Makalah berjudul Addressing the learning crisis: an urgent need to better finance education for the poorest children (Mengatasi krisis belajar: kebutuhan mendesak untuk meningkatkan pembiayaan pendidikan bagi anak-anak termiskin) menunjukkan bahwa dana pendidikan yang terbatas dan sebaran penggunaannya yang tidak merata mengakibatkan kelas dengan jumlah murid besar, guru yang tidak terlatih, kekurangan bahan ajar, dan prasarana sekolah yang tidak memadai.
Di Indonesia, tantangan mewujudkan pendidikan inklusif meliputi kurangnya pelatihan untuk guru, data yang tidak lengkap untuk anak dengan disabilitas—khususnya yang berada di luar sekolah—dan pandangan keluarga bahwa anak dengan disabilitas tidak akan merasakan manfaat pendidikan sebesar anak tanpa disabilitas.

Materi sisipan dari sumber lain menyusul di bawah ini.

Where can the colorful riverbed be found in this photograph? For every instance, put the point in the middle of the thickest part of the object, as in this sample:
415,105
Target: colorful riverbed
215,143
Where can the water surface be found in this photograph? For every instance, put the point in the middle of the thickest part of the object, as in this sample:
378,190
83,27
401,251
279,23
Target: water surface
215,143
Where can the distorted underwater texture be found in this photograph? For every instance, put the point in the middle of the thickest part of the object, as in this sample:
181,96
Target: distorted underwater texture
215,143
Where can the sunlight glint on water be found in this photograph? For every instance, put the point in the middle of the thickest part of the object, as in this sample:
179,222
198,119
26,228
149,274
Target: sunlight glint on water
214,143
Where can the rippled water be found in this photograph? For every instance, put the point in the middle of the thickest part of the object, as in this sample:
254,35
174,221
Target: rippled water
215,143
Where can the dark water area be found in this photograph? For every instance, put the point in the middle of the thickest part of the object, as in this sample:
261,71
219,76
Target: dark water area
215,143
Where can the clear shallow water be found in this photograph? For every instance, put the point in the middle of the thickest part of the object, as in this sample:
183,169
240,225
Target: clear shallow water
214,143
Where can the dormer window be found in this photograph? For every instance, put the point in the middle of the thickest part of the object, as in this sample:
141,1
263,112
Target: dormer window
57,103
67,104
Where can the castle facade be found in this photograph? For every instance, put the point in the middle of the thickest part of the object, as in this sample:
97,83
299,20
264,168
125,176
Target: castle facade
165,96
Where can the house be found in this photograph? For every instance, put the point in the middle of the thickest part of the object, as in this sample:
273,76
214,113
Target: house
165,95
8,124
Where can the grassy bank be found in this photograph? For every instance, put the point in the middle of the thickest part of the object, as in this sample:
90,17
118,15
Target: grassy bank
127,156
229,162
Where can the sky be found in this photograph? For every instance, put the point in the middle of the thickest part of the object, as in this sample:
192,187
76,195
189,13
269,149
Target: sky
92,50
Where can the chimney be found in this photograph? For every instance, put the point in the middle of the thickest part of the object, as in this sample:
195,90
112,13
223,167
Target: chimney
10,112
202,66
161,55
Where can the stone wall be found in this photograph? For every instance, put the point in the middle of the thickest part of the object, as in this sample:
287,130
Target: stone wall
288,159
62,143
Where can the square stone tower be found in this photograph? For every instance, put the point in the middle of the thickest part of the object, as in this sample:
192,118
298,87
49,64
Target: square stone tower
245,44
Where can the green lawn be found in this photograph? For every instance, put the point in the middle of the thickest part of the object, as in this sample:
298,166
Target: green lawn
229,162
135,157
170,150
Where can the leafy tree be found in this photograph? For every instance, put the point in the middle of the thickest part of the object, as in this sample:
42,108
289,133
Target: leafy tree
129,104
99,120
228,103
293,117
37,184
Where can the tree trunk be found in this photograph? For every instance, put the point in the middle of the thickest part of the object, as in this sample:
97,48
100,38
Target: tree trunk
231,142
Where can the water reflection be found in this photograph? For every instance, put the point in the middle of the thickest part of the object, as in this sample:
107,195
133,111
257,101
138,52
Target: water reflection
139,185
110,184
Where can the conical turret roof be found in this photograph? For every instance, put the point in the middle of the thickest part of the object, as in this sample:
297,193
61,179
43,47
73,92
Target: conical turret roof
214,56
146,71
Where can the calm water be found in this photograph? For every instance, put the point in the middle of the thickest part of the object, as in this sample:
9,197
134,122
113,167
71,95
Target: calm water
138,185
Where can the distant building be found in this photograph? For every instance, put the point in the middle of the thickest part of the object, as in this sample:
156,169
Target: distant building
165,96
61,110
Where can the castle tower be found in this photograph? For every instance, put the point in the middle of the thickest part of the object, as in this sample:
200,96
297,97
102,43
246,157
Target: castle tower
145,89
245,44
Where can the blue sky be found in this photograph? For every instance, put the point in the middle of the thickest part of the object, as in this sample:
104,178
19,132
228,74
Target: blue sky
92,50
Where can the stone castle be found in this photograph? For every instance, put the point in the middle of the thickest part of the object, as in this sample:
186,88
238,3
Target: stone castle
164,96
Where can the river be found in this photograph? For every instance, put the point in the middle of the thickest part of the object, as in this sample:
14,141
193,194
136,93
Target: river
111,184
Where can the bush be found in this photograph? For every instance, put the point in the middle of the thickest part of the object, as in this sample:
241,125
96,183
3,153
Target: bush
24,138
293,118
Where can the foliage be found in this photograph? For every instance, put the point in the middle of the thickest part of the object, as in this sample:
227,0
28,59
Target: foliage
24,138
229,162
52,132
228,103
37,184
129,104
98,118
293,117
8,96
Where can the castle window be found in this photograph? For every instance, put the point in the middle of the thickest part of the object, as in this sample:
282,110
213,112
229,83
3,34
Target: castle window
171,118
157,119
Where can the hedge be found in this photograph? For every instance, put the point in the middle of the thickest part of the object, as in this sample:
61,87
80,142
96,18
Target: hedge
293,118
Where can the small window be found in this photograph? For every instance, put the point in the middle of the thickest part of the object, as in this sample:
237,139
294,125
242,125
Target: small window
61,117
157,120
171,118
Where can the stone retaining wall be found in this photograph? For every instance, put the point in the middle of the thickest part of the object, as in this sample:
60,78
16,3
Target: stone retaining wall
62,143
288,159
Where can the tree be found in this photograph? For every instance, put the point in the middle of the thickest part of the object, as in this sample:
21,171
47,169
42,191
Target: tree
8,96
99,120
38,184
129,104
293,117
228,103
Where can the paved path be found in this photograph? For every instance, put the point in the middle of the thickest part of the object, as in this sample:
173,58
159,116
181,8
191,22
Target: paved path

Data Survei Sosial Ekonomi Nasional (SUSENAS) tahun 2018 mengindikasikan bahwa, di Indonesia, hampir 3 dari 10 anak dengan disabilitas tidak pernah mengenyam pendidikan. Saat ini, anak usia 7-18 tahun dengan disabilitas yang tidak bersekolah mencapai angka hampir 140.000 orang.
Mereka yang bersekolah pun menunjukkan kesenjangan yang signifikan dalam hal capaian pendidikan. Hanya 56 persen anak dengan disabilitas yang tamat sekolah dasar dibandingkan 95 persen anak tanpa disabilitas. Kesenjangan ini terus muncul pada tingkat yang lebih tinggi, dengan 26 persen anak dengan disabilitas yang menyelesaikan jenjang SMA dibandingkan 62 persen anak tanpa disabilitas.
“Anak dengan disabilitas masih terus kehilangan kesempatan mendapatkan pendidikan, suatu kesempatan yang amat penting agar mereka dapat mewujudkan potensinya dan mengatasi hambatan-hambatan inklusi,” ujar UNICEF Representative Debora Comini. “Tanpa sistem pendidikan yang lebih inklusif, kecil kemungkinannya mereka akan dapat mempelajari pengetahuan dan kecakapan untuk berkembang dan berkontribusi membangun masyarakat yang lebih sejahtera dan dinamis.”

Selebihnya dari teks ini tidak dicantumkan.